Know Who You Are Talking To
Remember that your About Page is not the same as the write up they’re going to do in the papers when they make your life into a biopic. By then everyone will be fascinated with anything you do, have ever done or ever said.
For now however, the emphasis of your About Page is about the ideal customer you want to attract. What kind of language are they used to. Are they corporate? Casual? Dramatic and excitable or no-nonsense and straight talking? Before you write anything, think about who it is you’re trying to reach.
Boast Tastefully And Only Where Relevant
You’re at a party, someone mentions they’re interested in gardening and would like to know some gardening tips for roof terrace gardens. You mention that you also like gardening, in fact you were just featured in a magazine as an award-winning expert on gardening tips for small spaces and you’d be pleased to offer some pointers.
If the person had been talking about football and you mention your gardening accolades you would just look a bit nuts. If the person was just talking about how much they enjoy gardening and you jump in with being an expert, you look like you’re bragging, but because they were asking for tips, you weren’t bragging, rather qualifying your position as someone who they can trust to give them good information.
So assume your visitor is there because they’re interested in how you can help.

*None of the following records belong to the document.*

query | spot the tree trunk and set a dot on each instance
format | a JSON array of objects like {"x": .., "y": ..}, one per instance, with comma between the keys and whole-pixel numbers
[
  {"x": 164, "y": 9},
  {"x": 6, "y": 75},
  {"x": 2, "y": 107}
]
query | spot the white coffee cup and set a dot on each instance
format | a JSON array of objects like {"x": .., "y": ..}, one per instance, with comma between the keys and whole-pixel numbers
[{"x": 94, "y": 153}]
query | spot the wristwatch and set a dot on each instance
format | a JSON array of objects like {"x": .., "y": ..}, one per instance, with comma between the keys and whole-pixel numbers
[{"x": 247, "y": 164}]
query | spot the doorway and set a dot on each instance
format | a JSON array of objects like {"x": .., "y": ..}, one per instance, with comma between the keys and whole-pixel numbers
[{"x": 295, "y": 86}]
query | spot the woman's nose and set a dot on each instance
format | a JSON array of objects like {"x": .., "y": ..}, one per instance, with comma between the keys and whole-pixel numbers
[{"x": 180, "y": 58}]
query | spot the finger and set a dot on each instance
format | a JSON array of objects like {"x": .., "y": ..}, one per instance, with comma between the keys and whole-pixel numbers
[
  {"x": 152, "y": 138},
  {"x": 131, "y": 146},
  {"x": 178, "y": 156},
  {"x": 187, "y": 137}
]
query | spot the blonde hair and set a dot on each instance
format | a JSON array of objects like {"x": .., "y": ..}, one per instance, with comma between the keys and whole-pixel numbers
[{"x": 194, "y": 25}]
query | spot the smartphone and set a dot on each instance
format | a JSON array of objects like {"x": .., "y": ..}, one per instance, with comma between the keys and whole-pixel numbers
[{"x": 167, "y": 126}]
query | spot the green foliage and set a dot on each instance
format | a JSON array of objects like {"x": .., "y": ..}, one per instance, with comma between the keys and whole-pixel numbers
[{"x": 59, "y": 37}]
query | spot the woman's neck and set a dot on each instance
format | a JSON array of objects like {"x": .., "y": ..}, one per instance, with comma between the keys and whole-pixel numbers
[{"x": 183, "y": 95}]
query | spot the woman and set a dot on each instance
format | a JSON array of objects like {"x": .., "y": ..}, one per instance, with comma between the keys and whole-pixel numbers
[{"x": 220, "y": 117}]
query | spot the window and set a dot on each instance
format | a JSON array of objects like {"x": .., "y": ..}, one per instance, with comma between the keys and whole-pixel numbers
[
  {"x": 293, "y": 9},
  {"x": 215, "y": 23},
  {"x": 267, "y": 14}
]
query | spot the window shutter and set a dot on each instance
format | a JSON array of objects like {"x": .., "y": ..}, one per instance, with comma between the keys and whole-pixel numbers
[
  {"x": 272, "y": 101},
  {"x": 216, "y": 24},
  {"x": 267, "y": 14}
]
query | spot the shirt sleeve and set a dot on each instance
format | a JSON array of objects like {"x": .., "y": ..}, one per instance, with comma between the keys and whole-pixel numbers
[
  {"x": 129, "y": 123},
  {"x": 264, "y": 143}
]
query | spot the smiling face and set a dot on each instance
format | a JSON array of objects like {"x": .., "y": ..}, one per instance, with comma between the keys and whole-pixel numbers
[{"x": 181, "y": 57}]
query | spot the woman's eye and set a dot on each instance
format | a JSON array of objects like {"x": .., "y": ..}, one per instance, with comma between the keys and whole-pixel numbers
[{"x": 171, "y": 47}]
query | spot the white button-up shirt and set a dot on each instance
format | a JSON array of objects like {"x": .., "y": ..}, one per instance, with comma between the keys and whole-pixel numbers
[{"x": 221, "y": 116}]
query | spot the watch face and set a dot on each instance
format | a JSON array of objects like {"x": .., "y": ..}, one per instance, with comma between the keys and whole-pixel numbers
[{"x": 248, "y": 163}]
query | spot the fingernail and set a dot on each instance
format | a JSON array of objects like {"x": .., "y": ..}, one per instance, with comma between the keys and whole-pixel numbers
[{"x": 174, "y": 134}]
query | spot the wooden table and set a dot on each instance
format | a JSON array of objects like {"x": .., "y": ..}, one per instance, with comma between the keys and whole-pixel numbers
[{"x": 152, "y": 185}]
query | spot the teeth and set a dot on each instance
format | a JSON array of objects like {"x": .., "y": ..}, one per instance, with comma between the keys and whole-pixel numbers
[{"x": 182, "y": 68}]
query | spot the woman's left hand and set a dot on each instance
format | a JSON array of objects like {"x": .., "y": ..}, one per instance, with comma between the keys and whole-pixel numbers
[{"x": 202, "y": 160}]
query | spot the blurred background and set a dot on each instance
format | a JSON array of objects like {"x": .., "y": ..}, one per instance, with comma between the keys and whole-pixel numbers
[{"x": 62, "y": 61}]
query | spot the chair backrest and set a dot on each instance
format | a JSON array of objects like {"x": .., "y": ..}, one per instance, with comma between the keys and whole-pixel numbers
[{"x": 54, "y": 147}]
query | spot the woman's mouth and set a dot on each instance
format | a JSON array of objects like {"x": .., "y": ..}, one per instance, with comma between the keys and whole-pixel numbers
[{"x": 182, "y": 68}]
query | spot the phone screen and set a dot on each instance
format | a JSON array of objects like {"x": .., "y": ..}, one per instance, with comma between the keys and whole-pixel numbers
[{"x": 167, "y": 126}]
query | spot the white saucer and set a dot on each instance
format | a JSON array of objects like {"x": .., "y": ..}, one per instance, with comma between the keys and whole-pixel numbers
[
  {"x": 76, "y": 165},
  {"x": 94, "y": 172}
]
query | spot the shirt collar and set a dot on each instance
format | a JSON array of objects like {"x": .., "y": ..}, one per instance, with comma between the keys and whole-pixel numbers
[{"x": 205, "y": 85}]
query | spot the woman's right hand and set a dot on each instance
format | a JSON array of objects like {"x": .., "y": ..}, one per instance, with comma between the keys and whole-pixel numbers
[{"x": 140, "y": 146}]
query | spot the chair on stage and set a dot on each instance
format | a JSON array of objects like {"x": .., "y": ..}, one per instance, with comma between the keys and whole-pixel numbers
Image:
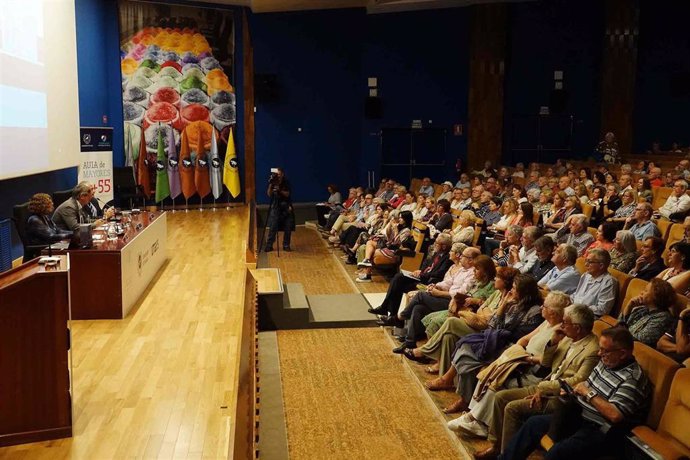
[{"x": 20, "y": 214}]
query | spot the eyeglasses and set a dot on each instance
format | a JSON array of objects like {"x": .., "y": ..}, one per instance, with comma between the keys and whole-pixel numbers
[{"x": 608, "y": 352}]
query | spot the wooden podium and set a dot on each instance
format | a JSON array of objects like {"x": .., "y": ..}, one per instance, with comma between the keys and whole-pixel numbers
[{"x": 35, "y": 400}]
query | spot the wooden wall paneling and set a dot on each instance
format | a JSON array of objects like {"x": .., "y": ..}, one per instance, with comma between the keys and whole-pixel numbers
[
  {"x": 249, "y": 127},
  {"x": 488, "y": 40},
  {"x": 619, "y": 70}
]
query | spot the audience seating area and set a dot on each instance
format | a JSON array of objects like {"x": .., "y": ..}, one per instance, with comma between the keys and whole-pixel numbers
[{"x": 669, "y": 405}]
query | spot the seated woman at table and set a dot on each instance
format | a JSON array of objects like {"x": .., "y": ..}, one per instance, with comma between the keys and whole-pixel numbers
[{"x": 40, "y": 229}]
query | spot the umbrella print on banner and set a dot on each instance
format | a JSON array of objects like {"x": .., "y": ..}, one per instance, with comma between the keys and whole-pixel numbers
[
  {"x": 173, "y": 166},
  {"x": 216, "y": 167},
  {"x": 162, "y": 186},
  {"x": 143, "y": 168},
  {"x": 186, "y": 168},
  {"x": 231, "y": 174},
  {"x": 201, "y": 176}
]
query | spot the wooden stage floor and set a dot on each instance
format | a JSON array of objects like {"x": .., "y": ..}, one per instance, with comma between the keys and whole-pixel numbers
[{"x": 161, "y": 383}]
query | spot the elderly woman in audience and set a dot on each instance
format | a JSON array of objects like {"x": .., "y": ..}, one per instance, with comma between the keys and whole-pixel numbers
[
  {"x": 40, "y": 228},
  {"x": 410, "y": 203},
  {"x": 447, "y": 193},
  {"x": 517, "y": 316},
  {"x": 462, "y": 321},
  {"x": 494, "y": 213},
  {"x": 677, "y": 345},
  {"x": 648, "y": 316},
  {"x": 382, "y": 251},
  {"x": 461, "y": 198},
  {"x": 624, "y": 251},
  {"x": 442, "y": 219},
  {"x": 480, "y": 290},
  {"x": 557, "y": 214},
  {"x": 525, "y": 368},
  {"x": 626, "y": 209},
  {"x": 458, "y": 280},
  {"x": 430, "y": 205},
  {"x": 606, "y": 234},
  {"x": 644, "y": 189},
  {"x": 678, "y": 271},
  {"x": 582, "y": 193},
  {"x": 464, "y": 232}
]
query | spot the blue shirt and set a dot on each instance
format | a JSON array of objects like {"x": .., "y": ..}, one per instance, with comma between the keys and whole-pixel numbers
[
  {"x": 565, "y": 280},
  {"x": 644, "y": 230}
]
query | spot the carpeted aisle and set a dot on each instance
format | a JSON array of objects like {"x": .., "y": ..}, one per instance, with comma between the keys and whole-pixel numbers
[{"x": 347, "y": 396}]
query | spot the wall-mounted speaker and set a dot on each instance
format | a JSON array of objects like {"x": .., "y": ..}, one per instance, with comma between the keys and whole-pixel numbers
[
  {"x": 373, "y": 108},
  {"x": 266, "y": 88}
]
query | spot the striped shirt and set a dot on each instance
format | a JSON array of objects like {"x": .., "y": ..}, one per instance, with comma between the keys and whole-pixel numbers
[{"x": 627, "y": 388}]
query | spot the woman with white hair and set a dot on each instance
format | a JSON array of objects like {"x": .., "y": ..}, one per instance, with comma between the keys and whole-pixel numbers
[
  {"x": 464, "y": 232},
  {"x": 624, "y": 251}
]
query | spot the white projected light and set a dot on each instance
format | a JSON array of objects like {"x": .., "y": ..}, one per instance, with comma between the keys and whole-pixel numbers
[{"x": 39, "y": 106}]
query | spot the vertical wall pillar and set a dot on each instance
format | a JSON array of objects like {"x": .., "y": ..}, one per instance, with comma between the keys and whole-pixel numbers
[
  {"x": 249, "y": 127},
  {"x": 488, "y": 39},
  {"x": 619, "y": 71}
]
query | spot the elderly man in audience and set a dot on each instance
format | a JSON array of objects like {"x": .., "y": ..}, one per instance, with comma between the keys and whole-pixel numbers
[
  {"x": 516, "y": 367},
  {"x": 575, "y": 233},
  {"x": 458, "y": 280},
  {"x": 643, "y": 226},
  {"x": 569, "y": 354},
  {"x": 432, "y": 270},
  {"x": 650, "y": 263},
  {"x": 613, "y": 399},
  {"x": 564, "y": 184},
  {"x": 678, "y": 204},
  {"x": 544, "y": 247},
  {"x": 597, "y": 288},
  {"x": 563, "y": 276},
  {"x": 524, "y": 258},
  {"x": 426, "y": 187},
  {"x": 512, "y": 242},
  {"x": 655, "y": 177},
  {"x": 677, "y": 345}
]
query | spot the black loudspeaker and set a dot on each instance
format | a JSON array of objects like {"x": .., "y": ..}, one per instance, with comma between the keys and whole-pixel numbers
[
  {"x": 266, "y": 88},
  {"x": 558, "y": 101},
  {"x": 373, "y": 108}
]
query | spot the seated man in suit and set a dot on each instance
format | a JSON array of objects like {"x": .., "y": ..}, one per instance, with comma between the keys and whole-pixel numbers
[
  {"x": 79, "y": 208},
  {"x": 433, "y": 269}
]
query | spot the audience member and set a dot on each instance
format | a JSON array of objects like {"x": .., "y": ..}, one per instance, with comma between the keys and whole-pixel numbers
[
  {"x": 650, "y": 263},
  {"x": 678, "y": 204},
  {"x": 597, "y": 288},
  {"x": 613, "y": 400},
  {"x": 563, "y": 276},
  {"x": 569, "y": 354},
  {"x": 643, "y": 226},
  {"x": 648, "y": 316}
]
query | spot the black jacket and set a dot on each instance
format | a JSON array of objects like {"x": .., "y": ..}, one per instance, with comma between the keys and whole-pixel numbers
[{"x": 433, "y": 273}]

If you have relevant awards or achievements let them know. But make sure they are relevant to the area of interest for your audience.
Make It About Them
This is a specific trick i mention a lot because it’s so useful and really changes the tone of your content. Look at your About Page, and wherever you see an “I” or “we” sentence, see if you can turn it into a “You” sentence.
“We offer the best service in the south-east”
“You deserve the best-rated service in the south-east”
“We complete all of our orders ahead of schedule”
“You’ll love knowing your order will be ready before the scheduled date”
Simple, but effective – it’s how I roll.
Tell Them Your Story
This is particularly apt if you are personally offering a coaching or teaching service or information products based on your own experience. If so, people want to know how you are qualified to do what you do. Just as you would ask someone at the party how they know the host, or what reason brings them there, your audience wants to know how you got to be in this little party you’re throwing called your business.
So was it a personal struggle? Or did you leave your corporate job to set up your own business and now you coach others to do the same? Give people your back story, tell them your challenges (remember to keep it relevant) and tell them your successes. This is important to build confidence and trust with your audience.
Be Brave Enough To Get Personal
This is your call but if you think your audience benefits from knowing a little extra something about you, by all means share it. If you are blogging regularly and your personality is a big part of your brand don’t be afraid to let them know you have a weakness for blueberry pancakes or secretly love all of Justin Bieber’s songs. This is really your call. just as you would gauge how much information you were comfortable sharing at a party with a stranger, think about how much people really need to “know” you on your about page.
Now go out there and let the world know about how fantastic you are!